Big companies have huge internal structures. The problem they have is that huge structures have to be mapped into a permission model. One company I worked for had over 300k groups in Active Directory. As worldwide organization they have multiple domains in AD forest. Of course, various groups have various memberships so the structure was really complicated. When you need to resolve user membership in order to verify user permission your software needs to retrieve a lot of data from domain zones. PrincipalContext delivered with .NET framework is not a solution here. Test results were not really satisfactory. An average time required for user groups resolving comes around 2 minutes. Can you imagine a user waiting two minutes after submitting logon data? I cannot. I never wanted to have unsatisfied clients.

First solution I have found was described on Stack Overflow. It was simple. Each user account has been assigned an array of something called SID (Security Identifier). This property contains a set of all resolved security groups assigned to a logged on user. This solution is fast when you ask about groups using SID and AD query. Resolving SID property is a little bit slow. For super users assigned to many groups, that property works really slow. It could take over 8 to 10 seconds on the client side. It sounds better than 2 minutes, but the user experience is still far from acceptable. The second problem is that SID works well, but only with security groups. Sometimes AD contains other types of groups, not listed by SID, and that disqualifies this solution. Just for clarification – the memberOf property is auto-calculated, and it works slowly too.

Solution

The question is then: how to create a fast groups resolver for complicated AD structures? The answer to this question requires a combination of a few solutions.
Use AD property member to filter out all groups containing the specific group/user as a member. Create ‘reactive stream’ which resolves next groups subset. This resolver will create in memory dependency graph. But the truth is that this dependency graph does not have to be fully recreated. You only need a set of groups as a result. So the only thing you have to care about is not to ask for a group you have already asked. Round trip costs you too, so you need to be smart in asking for new groups. The member property uses distinguished names, so you need to ask each resolved group for the dn property.

Groups in the organization I worked for were split between a few Domains. Sometimes group memberships were mixed between Domains, so rebuilding group memberships of a user might be complicated. When we look into an algorithm it looks easy.

  1. Ask all Domain Zones for groups of which User is a member.
  2. Add each retrieved group to the pending queue, only if it has not been handled yet.
  3. For each pending group ask all Domain Zones for groups where Group is a member. Repeat step 2 until pending queue becomes empty.
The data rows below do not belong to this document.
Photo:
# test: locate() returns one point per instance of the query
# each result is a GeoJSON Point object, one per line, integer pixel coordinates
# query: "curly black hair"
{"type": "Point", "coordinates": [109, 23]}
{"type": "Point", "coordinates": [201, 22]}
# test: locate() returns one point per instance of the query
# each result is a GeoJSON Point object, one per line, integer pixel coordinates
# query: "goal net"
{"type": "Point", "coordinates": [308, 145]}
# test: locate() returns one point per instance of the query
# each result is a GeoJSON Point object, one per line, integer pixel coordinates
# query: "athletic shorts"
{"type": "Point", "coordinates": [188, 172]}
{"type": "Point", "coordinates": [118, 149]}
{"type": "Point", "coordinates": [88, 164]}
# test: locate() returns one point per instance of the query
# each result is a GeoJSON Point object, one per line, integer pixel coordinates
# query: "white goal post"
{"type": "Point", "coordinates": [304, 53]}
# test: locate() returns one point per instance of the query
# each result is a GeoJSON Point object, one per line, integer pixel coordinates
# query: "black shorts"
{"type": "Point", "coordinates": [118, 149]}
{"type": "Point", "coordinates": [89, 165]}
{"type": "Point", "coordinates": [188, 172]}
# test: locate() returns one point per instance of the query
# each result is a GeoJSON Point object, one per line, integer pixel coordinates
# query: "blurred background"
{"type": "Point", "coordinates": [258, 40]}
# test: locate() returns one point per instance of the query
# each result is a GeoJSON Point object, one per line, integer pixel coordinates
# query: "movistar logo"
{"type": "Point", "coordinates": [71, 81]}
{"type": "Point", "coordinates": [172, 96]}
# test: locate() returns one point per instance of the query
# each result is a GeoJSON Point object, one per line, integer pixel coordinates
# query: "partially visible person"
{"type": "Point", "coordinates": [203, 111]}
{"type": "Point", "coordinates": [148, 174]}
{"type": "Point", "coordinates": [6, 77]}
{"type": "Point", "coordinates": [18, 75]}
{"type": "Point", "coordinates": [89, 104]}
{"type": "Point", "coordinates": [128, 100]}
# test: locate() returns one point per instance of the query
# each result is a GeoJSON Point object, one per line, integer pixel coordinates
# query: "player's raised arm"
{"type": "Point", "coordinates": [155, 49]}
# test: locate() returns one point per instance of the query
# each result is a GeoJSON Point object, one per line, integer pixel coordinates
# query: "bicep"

To avoid re-handling of the same group, you can use some HashSet to avoid duplicates. Pending groups should be assigned to pending queues of each Domain Zone. This broadcast messaging simplifies AD query engine. The full query system is presented in the following picture.

Where:

  • Query result Coordinator takes each found group (DN) and if DN was not handled ads it into All found groups DNs and adds it into AD Query Engines queues (broadcast).
  • AD Query Engine takes from pending queue DNs (predefined batch) and asks assigned Active Directory Zone for all groups where member contains specified members.

The last thing we have to design is when to stop all the processes. We have multiple independent workers, so we have to recognize, when the entire work is done. AD Query Engines are independent, so Query Result Coordinator should be responsible for mediation. Coordinator cannot base on groups returned by search mechanism only, because number of returned groups is not correlated with pending groups count. We have to realize when all AD Query Engines finished their work. To achieve this we need feedback on the pending DNs count handled.

When we put e.g. 10 DNs to the pending DNs queue and each AD Query Engine reports that it handled all 10, we can stop work. But of course in the meantime new search results can appear so pending queue can receive new items to handle. As a result, we have two ‘competing’ counters: the first is increasing the pending items, the second is increasing the handled items. When they become equal, our search is finished. NOTE: Remember to increase pending items count by filtered out DNs times AD Query Engine Count.

There could be a race condition. To avoid it, you have to remember to first handle ‘search result’ and then ‘handled pending count’. So increment pending items count, is more important than increment handled items count. It can be guaranteed by AD Query Engine which should first return found groups, and then report handled items count. Handled items count can be reported even later – when last item is returned by AD Search engine and pending input queue is empty. This means that AD Query Engine finished all the current work. It allows to reduce number of synchronization points.

Now when we know how to realize this fast query engine at a high level we can see the code sample doing this job. NOTE: AD access is a mock, but you can easily replace it with AD query implementation.

Of course, there is a lot of room for improvement. One good example is to split pending DNs queue assigned to one DC Zone and do a query in pipes. So single AD Query Engine becomes multithreaded job handler. This also allows to speed up AD query.

Summary

Fast retrieval of group assignment is not a simple task. By combining knowledge of few techniques, you can create a really fast group resolver. I hope this code sample would allow you to make a faster application in Windows Active Directory when the forest is large. Maybe this solution would make you think differently about other problems you might encounter.